In 2016, the government introduced bond notes in hopes to ease the cash crisis that saw the US dollar become scarce. The Reserve Bank may say bond notes are 1:1 to the US dollar; the free market says no. The black market traders are selling 1 US dollar for three bond notes.
“I used to be an accountant with a good job but our company closed down and now I am jobless. I have to make a living somehow so I rather sell cash on the streets to put food on the table,” says Bongani Moyo.
As we drive further into Zimbabwe, the situation gets worse. Stores are packed with imported goods; roads and buildings are dilapidated. One of the biggest problems is fuel.
“I just came out of a two-day fuel queue. The situation is bad. People can’t go to work and sometimes people hire [other] people to spend the day queueing for them,” says Given Mwale, as he directs us to a garage that sells fuel in foreign currency so we can continue our journey to Victoria Falls.
“That is the only garage that doesn’t get many queues and doesn’t run out of fuel. It is a private garage. They import their fuel from Botswana and they only sell in forex,” he says.
Shocked by the scarcity of cash, we drive towards Victoria Falls. On the way, many businesses are boarded up, their paint peeling and doors closed. As we arrive in Victoria Falls, there are jaw-dropping scenes.

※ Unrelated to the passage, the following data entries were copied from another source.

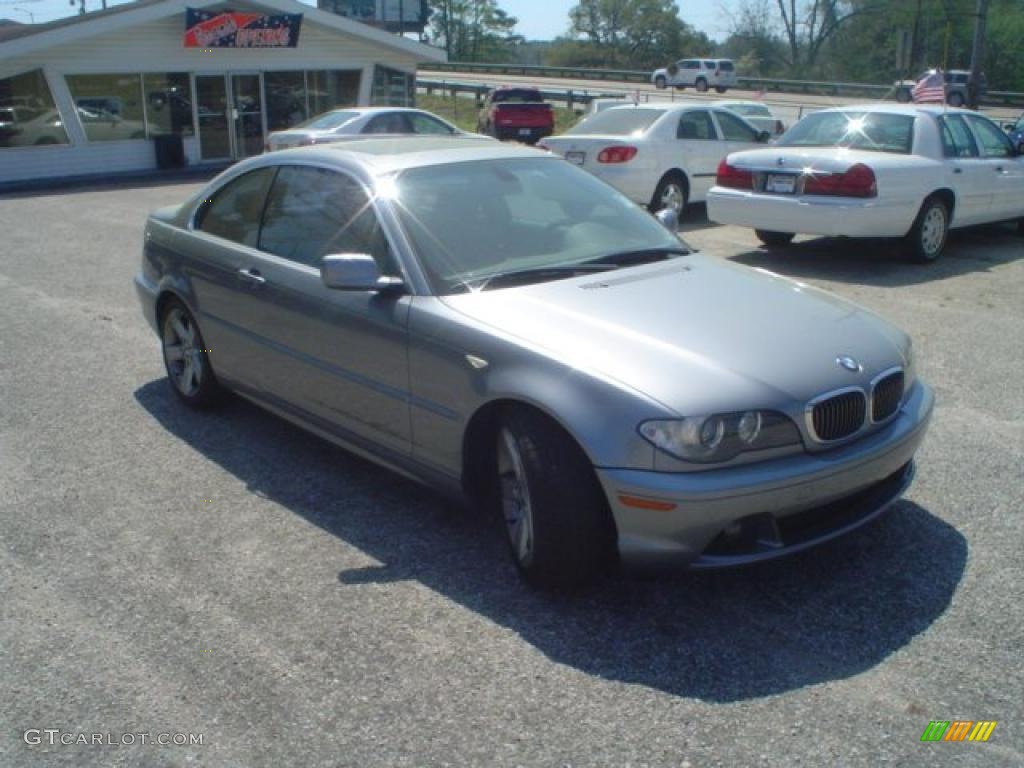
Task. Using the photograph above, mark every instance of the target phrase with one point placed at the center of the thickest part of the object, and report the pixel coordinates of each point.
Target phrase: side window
(994, 143)
(695, 125)
(388, 122)
(956, 138)
(311, 212)
(735, 129)
(233, 210)
(426, 124)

The place looks nothing like the rest of Zimbabwe. Fueled by the tourist economy, the streets are clean and the business district buzzing. People are relaxed in summer clothing and look like they have no worry. It is a true holiday destination.
At Victoria Falls, the Zambezi River plummets over a cliff and into the boiling pot before flowing through a series of gorges. It has a width of 1,708 meters and a height of 108 meters, making it the world’s largest sheet of falling water.
As nature lovers, we experience the falls while walking through a rainforest and playing with monkeys. We also get to watch the sunset while drinking champagne in an open boat.
For a few hours, we forgot the troubles that belie Zimbabwe; until we drove out of Victoria Falls, back to Bulawayo. There may be laughter and foreign currency near the smoke that thunders but the rest of the country continues to cry for an economic breakthrough.